I’m pretty sure I know how to stress you out…to make you feel at least a little bit guilty. In general, if you are an evangelical Christian, I know I just need to ask you a series of questions with the word “enough” at the end.
“Are you reading the bible enough?”
“Are you praying enough?”
“Are you sharing you faith enough?”
“Are you giving, serving, fasting, (you get the idea) enough?”
Cue the guilt. Cue the excuses. But before you do that here is another question: “What does enough even mean?” For most of us, our tendency, when it comes to spiritual practices, we define “enough” as something beyond what I am currently doing. And since we can never reach that, we settle for feeling guilty about all of the things we should be doing.
When I was in college, I attended a church and a campus ministry that both called people to a high standard. We were told we should pray hour a day at our campus ministry. At the church, “give your tithe, and more.” In the campus ministry, “go out and evangelize weekly.”
This all took place at a time in my life where I was for the first time ever becoming serious about my faith. And so every message where someone told me, “here is what you need to do on a daily, weekly, whatever basis,” I gave it a shot.
A couple years in I started to notice something. I only had 24 hours in a day. When you took out work, sleep, school, etc. I only had a few hours left every day, and they weren’t enough to do all of the things I was supposed to do. So I started to fall into what I saw a lot of others around me doing which was feel guilty about all the stuff I couldn’t do.
One day I was sitting in my parent’s living room thinking about this when it hit me that the people I read about in scripture, they didn’t tend to stress about this kind of stuff. They basically lived their lives, of which God was a big part.
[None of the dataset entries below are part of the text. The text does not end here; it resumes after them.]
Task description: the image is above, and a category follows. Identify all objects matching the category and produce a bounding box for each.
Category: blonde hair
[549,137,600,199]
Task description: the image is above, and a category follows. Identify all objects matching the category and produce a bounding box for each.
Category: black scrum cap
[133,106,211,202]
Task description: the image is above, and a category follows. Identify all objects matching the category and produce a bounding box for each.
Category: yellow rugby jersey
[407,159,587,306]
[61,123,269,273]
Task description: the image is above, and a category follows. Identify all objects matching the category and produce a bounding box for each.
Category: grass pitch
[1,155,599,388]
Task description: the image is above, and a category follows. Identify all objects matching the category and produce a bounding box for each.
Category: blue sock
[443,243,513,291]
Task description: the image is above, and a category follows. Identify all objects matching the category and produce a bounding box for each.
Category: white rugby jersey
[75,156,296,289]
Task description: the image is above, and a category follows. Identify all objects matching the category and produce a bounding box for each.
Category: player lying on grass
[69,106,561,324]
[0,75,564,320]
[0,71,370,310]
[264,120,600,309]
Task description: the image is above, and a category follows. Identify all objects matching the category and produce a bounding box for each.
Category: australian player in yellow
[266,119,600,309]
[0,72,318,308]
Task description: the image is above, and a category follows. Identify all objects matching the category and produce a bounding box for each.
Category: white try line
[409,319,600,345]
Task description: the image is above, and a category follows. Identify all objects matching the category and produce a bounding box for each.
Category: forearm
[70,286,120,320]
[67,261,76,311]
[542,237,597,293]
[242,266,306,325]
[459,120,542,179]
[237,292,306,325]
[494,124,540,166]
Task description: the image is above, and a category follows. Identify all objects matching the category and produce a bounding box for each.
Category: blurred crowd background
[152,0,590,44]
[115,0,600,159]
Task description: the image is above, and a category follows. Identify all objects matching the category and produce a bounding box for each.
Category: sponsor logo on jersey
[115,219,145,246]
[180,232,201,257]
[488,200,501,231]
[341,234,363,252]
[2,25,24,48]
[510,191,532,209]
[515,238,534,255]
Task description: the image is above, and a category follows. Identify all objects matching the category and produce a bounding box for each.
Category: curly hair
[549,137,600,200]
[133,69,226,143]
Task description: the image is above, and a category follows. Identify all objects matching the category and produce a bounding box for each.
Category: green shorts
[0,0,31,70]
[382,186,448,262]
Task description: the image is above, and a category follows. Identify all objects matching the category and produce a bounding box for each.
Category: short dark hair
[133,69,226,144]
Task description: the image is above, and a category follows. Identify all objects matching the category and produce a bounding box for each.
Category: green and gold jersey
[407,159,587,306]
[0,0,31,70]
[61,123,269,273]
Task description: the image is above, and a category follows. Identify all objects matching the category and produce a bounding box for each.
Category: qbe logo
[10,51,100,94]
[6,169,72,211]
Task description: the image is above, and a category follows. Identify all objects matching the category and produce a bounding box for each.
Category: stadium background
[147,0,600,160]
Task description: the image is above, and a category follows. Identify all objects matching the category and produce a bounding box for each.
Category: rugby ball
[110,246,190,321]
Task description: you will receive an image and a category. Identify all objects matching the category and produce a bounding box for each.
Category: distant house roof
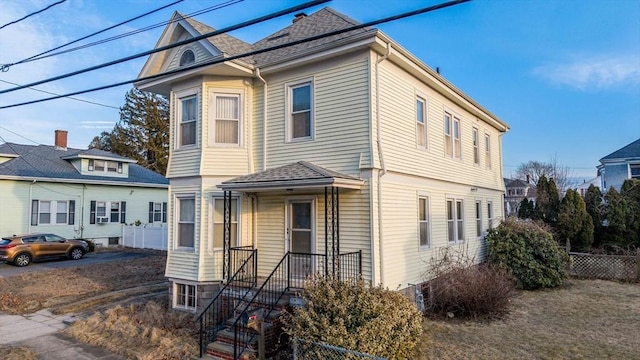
[505,179,529,188]
[0,143,168,187]
[600,138,640,162]
[219,161,363,191]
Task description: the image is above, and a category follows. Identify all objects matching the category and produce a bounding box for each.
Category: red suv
[0,233,90,267]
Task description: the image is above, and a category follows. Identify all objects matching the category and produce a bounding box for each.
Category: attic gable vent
[180,49,195,66]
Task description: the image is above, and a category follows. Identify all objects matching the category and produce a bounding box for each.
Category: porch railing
[228,251,362,359]
[196,247,257,357]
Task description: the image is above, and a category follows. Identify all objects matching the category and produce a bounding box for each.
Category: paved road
[0,250,149,278]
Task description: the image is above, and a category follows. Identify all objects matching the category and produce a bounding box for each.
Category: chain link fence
[292,338,386,360]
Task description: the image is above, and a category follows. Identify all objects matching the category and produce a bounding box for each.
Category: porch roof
[218,161,364,192]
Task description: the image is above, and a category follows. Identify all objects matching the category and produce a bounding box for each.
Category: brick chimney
[55,130,68,150]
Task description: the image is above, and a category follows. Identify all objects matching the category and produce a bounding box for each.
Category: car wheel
[69,247,84,260]
[14,253,31,267]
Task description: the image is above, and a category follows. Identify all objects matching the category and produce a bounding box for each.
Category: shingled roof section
[252,7,372,66]
[600,138,640,162]
[180,13,254,63]
[0,143,168,186]
[219,161,363,191]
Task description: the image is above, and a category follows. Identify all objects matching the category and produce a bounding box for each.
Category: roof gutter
[0,175,169,188]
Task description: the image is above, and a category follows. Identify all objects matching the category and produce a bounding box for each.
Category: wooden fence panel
[568,251,640,281]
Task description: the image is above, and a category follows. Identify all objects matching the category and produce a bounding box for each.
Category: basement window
[174,282,197,311]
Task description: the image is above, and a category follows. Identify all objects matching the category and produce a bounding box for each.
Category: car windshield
[45,234,64,242]
[0,239,11,245]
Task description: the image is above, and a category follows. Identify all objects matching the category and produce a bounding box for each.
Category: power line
[0,0,471,109]
[0,0,184,72]
[0,0,66,30]
[0,126,41,145]
[0,0,331,95]
[0,80,119,109]
[3,0,243,69]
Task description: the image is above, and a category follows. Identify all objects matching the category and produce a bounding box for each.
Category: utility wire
[0,126,41,145]
[0,0,66,30]
[0,0,471,109]
[0,0,184,72]
[3,0,242,69]
[0,0,331,95]
[0,80,119,109]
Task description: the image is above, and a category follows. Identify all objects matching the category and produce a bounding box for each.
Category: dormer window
[89,159,123,174]
[180,50,195,66]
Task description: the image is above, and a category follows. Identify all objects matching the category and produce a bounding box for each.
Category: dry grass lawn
[0,250,166,314]
[63,300,198,360]
[0,345,37,360]
[419,279,640,359]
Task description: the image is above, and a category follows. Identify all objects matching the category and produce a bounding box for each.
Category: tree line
[517,177,640,252]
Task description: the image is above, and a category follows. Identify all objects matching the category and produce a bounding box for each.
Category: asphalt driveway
[0,250,150,278]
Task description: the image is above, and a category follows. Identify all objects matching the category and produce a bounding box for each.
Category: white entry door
[287,199,315,280]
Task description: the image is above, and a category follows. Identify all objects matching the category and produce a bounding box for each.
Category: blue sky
[0,0,638,180]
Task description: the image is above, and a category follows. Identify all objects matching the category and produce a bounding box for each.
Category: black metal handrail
[338,250,362,281]
[196,247,257,357]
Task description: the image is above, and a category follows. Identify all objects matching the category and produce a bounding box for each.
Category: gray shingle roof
[0,143,168,186]
[180,7,371,67]
[220,161,362,191]
[600,138,640,162]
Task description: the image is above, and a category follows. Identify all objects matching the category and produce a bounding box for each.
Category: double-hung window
[485,133,492,169]
[287,80,313,141]
[177,196,195,248]
[444,112,461,159]
[30,200,75,226]
[149,202,167,223]
[472,127,480,165]
[447,198,464,244]
[416,96,427,148]
[418,196,430,248]
[180,96,197,147]
[212,198,238,250]
[630,164,640,179]
[89,201,125,224]
[475,200,482,238]
[213,93,240,145]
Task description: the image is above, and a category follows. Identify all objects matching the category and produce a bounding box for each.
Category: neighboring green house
[136,8,509,312]
[0,130,169,246]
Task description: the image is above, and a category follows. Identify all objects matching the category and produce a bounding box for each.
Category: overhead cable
[0,80,119,109]
[0,0,184,72]
[0,0,66,30]
[0,0,471,109]
[0,0,331,94]
[2,0,243,69]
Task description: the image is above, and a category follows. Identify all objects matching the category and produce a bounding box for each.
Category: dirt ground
[419,279,640,359]
[0,249,167,315]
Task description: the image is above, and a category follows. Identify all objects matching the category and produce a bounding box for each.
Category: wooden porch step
[205,341,256,360]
So I got this idea. “What if I took the biblical idea of freedom in Christ and applied it to this part of my life?” What if, when I had one of those days where I didn’t read the bible due to whatever…rather than beating myself up, at the end of the day, I told God something like, “I’m sorry I didn’t read the bible today. Please help me to get to it tomorrow.” And then actually believed that God was okay with that (that means I had to believe that He forgives…that He is full of grace and mercy…and that He actually likes me.)
Now, some might wonder, isn’t this just giving permission to ignore all of these things we’re supposed to be doing? I guess someone could do that…although if you’re looking at doing this as a way to fool God, that seems like a losing proposition. I come at it more from the direction of, if there is a person I feel guilty towards…I should have done something, but didn’t, I don’t want to spend much time around that person. It makes me uncomfortable. But when I can tell them I messed up…I sinned, and they say they forgive me, I actually feel comfortable around that person and want to do better.
This has made a tremendous difference in my life.
Is there an area where you need to stop beating up on yourself and allow God to bring some grace?